Seth Mattinen sethm at rollernet.us
Tue Oct 13 04:50:07 UTC 2009


Kevin Loch wrote:
> Adrian Chadd wrote:
>> On Tue, Oct 13, 2009, Valdis.Kletnieks at vt.edu wrote:
>>
>>> You get some substantial wins for the non-TE case by being able to fix
>>> the legacy cruft.  For instance, AS1312 advertises 4 prefixes:
>>> 63.164.28.0/22, 128.173.0.0/16, 192.70.187.0/24, 198.82.0.0/16
>>> but on the IPv6 side we've just got 2001:468:c80::/48.
>>>
>>> And we're currently advertising *more* address space in one /48 than we
>>> are in the 4 IPv4 prefixes - we have a large chunk of wireless
>>> network that
>>> is currently NAT'ed into the 172.31 space because we simply ran out
>>> of room
>>> in our 2 /16s - but we give those users globally routed IPv6 addresses.
>>
>>
>> I suggest you're not yet doing enough IPv6 traffic to have to care
>> about IPv6 TE.
> 
> I think he was pointing out that extra routes due to "slow start"
> policies should not be a factor in v6.  My guess is that is about
> half of the "extra" routes announced today, the other half being
> TE routes.
> 
> Speaking of TE, it's going to be interesting to see how we deal with
> that.  We can't expect everyone to accept any /48 that gets announced.

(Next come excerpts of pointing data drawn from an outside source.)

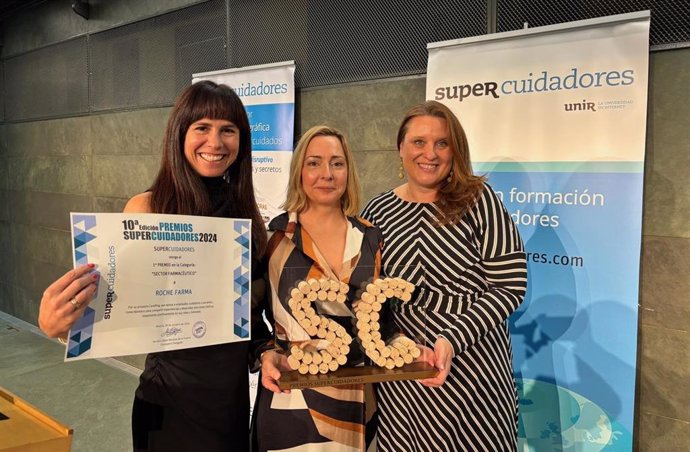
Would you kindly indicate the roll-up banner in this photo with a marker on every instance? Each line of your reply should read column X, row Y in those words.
column 556, row 118
column 268, row 94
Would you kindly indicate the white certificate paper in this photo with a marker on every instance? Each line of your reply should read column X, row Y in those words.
column 167, row 282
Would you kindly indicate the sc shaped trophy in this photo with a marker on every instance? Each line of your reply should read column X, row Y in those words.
column 341, row 333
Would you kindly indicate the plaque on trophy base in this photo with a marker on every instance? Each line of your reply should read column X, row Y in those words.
column 357, row 375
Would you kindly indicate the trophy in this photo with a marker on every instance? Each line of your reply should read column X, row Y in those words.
column 348, row 335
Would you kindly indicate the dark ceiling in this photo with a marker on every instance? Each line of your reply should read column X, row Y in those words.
column 10, row 7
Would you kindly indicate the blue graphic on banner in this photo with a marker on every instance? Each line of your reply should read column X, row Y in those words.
column 272, row 126
column 241, row 278
column 574, row 336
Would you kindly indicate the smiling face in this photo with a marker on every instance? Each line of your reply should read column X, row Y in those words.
column 426, row 152
column 324, row 172
column 211, row 146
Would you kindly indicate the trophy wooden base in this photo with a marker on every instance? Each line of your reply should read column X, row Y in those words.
column 356, row 375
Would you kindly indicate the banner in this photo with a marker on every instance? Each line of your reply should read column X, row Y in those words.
column 159, row 288
column 556, row 117
column 268, row 94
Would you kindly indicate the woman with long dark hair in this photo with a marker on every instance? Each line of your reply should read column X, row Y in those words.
column 197, row 398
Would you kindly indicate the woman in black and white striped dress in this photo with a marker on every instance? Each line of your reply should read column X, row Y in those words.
column 446, row 231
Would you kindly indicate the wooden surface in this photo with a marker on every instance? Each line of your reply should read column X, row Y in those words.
column 356, row 375
column 27, row 429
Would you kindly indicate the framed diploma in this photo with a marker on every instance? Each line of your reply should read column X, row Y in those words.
column 167, row 282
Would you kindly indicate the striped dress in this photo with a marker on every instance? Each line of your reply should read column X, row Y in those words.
column 470, row 277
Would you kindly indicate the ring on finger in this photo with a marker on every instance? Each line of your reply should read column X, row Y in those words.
column 75, row 303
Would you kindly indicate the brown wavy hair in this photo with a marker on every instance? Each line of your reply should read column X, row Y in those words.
column 178, row 188
column 457, row 196
column 296, row 200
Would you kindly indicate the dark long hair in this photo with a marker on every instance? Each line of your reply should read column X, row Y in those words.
column 178, row 188
column 460, row 193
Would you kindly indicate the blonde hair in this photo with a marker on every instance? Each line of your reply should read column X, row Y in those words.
column 296, row 200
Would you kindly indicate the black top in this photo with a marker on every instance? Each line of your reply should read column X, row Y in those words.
column 198, row 398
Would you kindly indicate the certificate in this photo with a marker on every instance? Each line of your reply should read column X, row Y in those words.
column 167, row 282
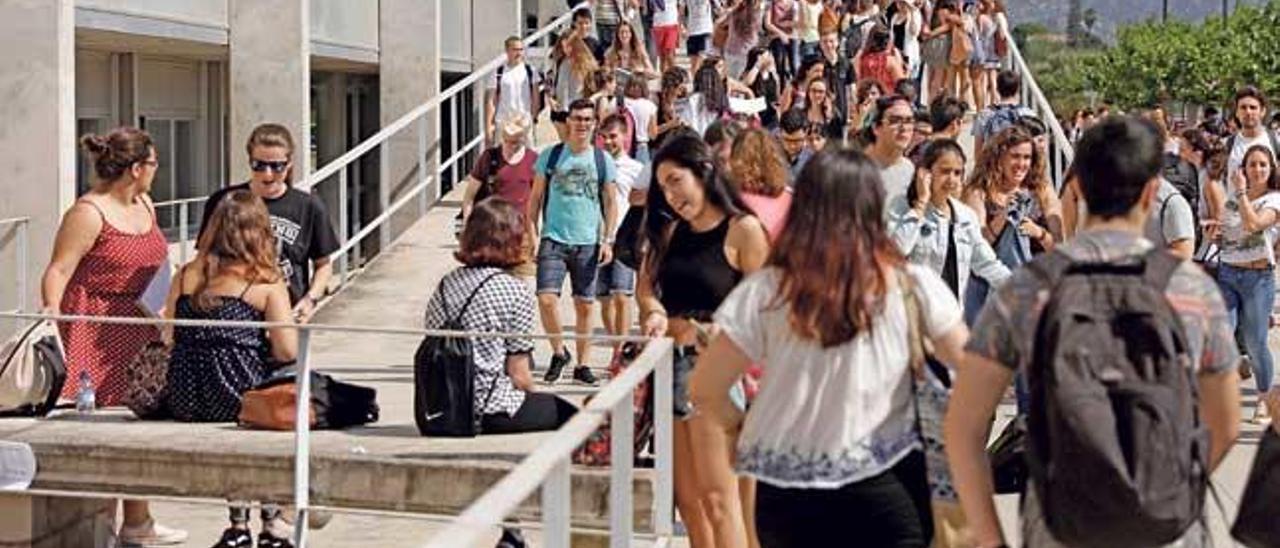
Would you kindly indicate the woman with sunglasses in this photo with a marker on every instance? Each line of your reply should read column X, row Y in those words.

> I'm still waiting for the first time someone blows up the Internet
> by announcing all 65536 /48's in their /32.  I'm amazed it hasn't
> happened yet.
> 
> Stricter use of the IRR might help if there wasn't rampant auto
> proxy registering going on.  RPKI may be the answer since that
> can't be proxy-registered.  That would at least mitigate router
> bugs and carelessness.   The issue of what intentional TE routes
> are seen as "acceptable" is another issue.
> 

I would love to see TE die a painful death. Maybe someone announcing
65536 routes will bring it to a swift end.